In Hebrews 12:2 we read, "fixing our eyes on Jesus, the pioneer and perfecter of faith. For the joy set before him he endured the cross, scorning its shame, and sat down at the right hand of the throne of God." The joy that was set before the Lord Jesus culminated in our once ruined lives being redeemed though His death and resurrection. Anticipating the outcome, He endured the pain and torture of the cross. He poured out his blood as a drink offering so that we might experience His presence and influence in our daily lives. 

When we suffer together, we have deeper intimacy and stronger connections. Our suffering with other believers creates the strongest connection possible, because that connection is eternal. Many today are hungry for community. Enduring community is the product of joining others who have His heart for that which is most important.
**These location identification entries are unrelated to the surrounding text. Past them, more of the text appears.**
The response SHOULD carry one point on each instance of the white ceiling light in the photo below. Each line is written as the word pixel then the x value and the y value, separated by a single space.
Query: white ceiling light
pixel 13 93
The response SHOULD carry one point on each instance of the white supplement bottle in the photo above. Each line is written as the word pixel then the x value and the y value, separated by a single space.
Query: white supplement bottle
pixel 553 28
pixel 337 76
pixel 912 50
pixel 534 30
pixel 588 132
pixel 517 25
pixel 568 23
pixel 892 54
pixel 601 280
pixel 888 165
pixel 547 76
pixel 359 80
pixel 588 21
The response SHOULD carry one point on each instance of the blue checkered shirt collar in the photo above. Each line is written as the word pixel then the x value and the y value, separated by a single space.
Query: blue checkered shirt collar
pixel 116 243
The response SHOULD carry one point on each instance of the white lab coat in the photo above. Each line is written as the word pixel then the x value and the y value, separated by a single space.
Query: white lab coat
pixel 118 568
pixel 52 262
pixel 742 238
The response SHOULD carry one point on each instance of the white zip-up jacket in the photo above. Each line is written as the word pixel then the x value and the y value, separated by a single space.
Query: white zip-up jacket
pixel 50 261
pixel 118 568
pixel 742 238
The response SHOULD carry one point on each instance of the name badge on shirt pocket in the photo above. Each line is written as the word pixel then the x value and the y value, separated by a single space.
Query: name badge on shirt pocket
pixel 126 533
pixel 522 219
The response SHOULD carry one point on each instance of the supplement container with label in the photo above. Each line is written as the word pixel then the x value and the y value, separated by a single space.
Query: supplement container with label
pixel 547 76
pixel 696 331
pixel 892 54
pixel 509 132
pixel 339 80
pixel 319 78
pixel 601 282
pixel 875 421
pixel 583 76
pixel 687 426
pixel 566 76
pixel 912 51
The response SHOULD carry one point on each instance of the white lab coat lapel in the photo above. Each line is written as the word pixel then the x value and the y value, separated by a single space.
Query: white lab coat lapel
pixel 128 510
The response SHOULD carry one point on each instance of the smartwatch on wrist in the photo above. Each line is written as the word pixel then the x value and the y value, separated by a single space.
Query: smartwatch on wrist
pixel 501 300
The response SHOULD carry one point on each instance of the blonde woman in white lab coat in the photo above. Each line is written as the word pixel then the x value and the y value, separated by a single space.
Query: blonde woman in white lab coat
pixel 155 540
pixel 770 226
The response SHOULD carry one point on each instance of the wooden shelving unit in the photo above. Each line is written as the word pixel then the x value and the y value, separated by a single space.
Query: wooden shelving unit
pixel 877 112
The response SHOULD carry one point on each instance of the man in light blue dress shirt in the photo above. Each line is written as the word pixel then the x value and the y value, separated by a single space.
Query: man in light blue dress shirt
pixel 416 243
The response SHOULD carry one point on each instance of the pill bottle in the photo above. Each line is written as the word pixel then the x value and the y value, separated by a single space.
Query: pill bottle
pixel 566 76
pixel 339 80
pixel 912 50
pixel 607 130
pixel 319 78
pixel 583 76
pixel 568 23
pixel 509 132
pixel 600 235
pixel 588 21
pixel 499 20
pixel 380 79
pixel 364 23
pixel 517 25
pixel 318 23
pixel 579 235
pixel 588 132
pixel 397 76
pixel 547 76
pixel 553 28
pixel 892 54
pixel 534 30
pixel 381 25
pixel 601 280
In this case, it is the Gospel of the Lord Jesus.

Finally, Nate Saint was the missionary pilot who flew Jim Eliot and three others on a mission trip to a remote tribe of natives in Ecuador, where all five of the missionaries ended up being killed by the tribe after they landed.  Nate Saint was not as well-known as Jim Eliot, but had a great heart for the Lord and His work as well.  Before his death, he wrote these words:

“People who do not know the Lord ask why in the world we waste our lives as missionaries. They forget that they too are expending their lives … and when the bubble has burst they will have nothing of eternal significance to show for the years they have wasted.”

We can pour out our lives like Paul did, in service to God, or we can waste them on things that won’t matter in eternity. Oh to have the ability to transcend to such a perspective. This is the purpose of joy, it enables us to transcend.